For all of that, Occam's razor prompts us to plump for an explanation nowhere near as complicated. At its most simple unionism was outvoted by nationalism for the first time in the North's history. The people have voted, the bastards, and the DUP does not like it and seems set, for now, to refuse to nominate a deputy first minister to serve alongside Sinn Fein's proposed First Minister.
I am neither a Sinn Fein supporter nor voter. Had I still lived in West Belfast I would have voted Gerry Carroll of People Before Profit. Not that I am a Trot by any stretch of the imagination, but government is made better not by the characters in it but by the strength of the opposition it is compelled to deal with. In opposition, the PBP have hit all the right buttons both North and South.
Nevertheless, it would be churlish to bemoan Sinn Fein's victory and by implication resent Northern nationalism at last being in a position to divest itself of the hump that had for so long pressed down on its back.
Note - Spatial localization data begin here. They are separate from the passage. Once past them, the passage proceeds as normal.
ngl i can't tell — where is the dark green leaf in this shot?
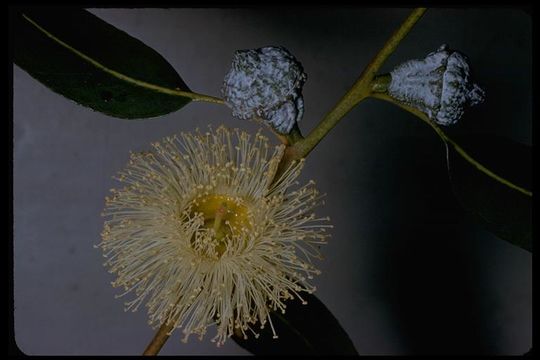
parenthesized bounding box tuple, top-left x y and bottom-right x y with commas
(447, 134, 532, 252)
(232, 293, 358, 355)
(12, 7, 191, 119)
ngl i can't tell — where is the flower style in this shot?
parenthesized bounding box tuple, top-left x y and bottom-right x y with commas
(98, 126, 330, 346)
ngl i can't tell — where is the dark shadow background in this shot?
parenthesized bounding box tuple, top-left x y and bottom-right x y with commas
(13, 7, 531, 355)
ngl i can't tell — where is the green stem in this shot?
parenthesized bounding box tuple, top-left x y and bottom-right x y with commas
(22, 13, 225, 105)
(287, 8, 427, 161)
(278, 122, 305, 146)
(143, 321, 174, 356)
(371, 74, 392, 93)
(370, 92, 533, 197)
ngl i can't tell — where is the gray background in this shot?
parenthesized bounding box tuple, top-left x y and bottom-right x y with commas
(13, 8, 531, 355)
The community that returned Sinn Fein as the largest party was always kicked because the shoe doing the kicking was on the other foot. For asserting itself as a community it faced state massacre, torture, collusion, internment, war crimes. Harsh state measures invariably came with the approval of the party just eclipsed by Sinn Fein.
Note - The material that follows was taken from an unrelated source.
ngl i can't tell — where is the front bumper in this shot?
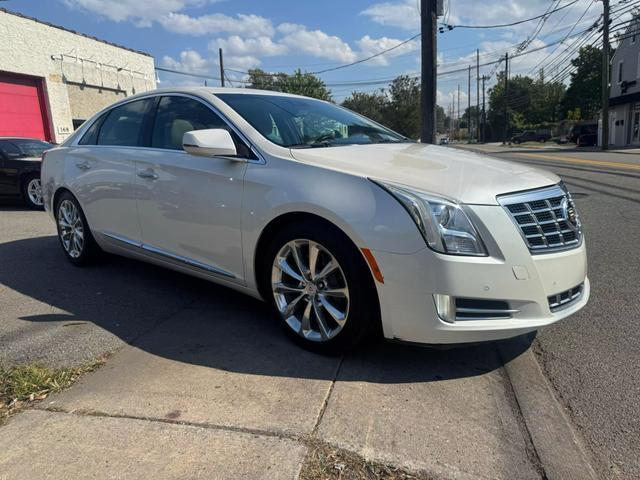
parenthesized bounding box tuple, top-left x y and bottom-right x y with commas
(372, 204, 589, 344)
In terms of the balance of power the change is more psychological than physical. The psychological aspect of power is important and should not be casually dismissed as merely cosmetic. As a confidence building measure, this is the biggest shot in the arm Northern nationalists have had to date.
Yet, Sinn Fein failed to add to its 2017 tally of seats, while the DUP lost three, not nearly as bad as it may have anticipated. The huge gains, both psychological and physical, were made by the Alliance Party. whose leader Naomi Long - as a parliamentarian and media performer - outshines the other party leaders by a country mile. It more than doubled its seats and increased its percentage of the votes far in excess of all its rivals. If the Good Friday Agreement continues to function as a binary sensor that can only detect two communities and remains effectively tone deaf to the bleeping from a third, its own democratic credentials should come under serious scrutiny.
Nationalists in the North have plenty to cheer about in terms of improving their lot within the internal solution that the Good Friday Agreement has ushered into being. In terms of Irish unity, however, there is little to brag about. The figures in this election give no indication that any sea change in attitudes has taken place. Demographics were not the primary determinant in the outcome. Mary Lou McDonald might talk up the prospects of a border poll but it is talk up, not chalk up. The British Secretary of State has already marked out the clear demarcation line between British state power and local assembly power. The latter has none. The British alone will decide when any border poll takes place.
Mary Lou McDonald is right - the glass ceiling of a permanent unionist majority has been smashed. But it had increasingly become low hanging fruit. The much higher ceiling remains outside the range of fire from Northern nationalism. The not so good ship Partition is seaworthy for the foreseeable future. There remains only one port on the horizon, London, not Dublin.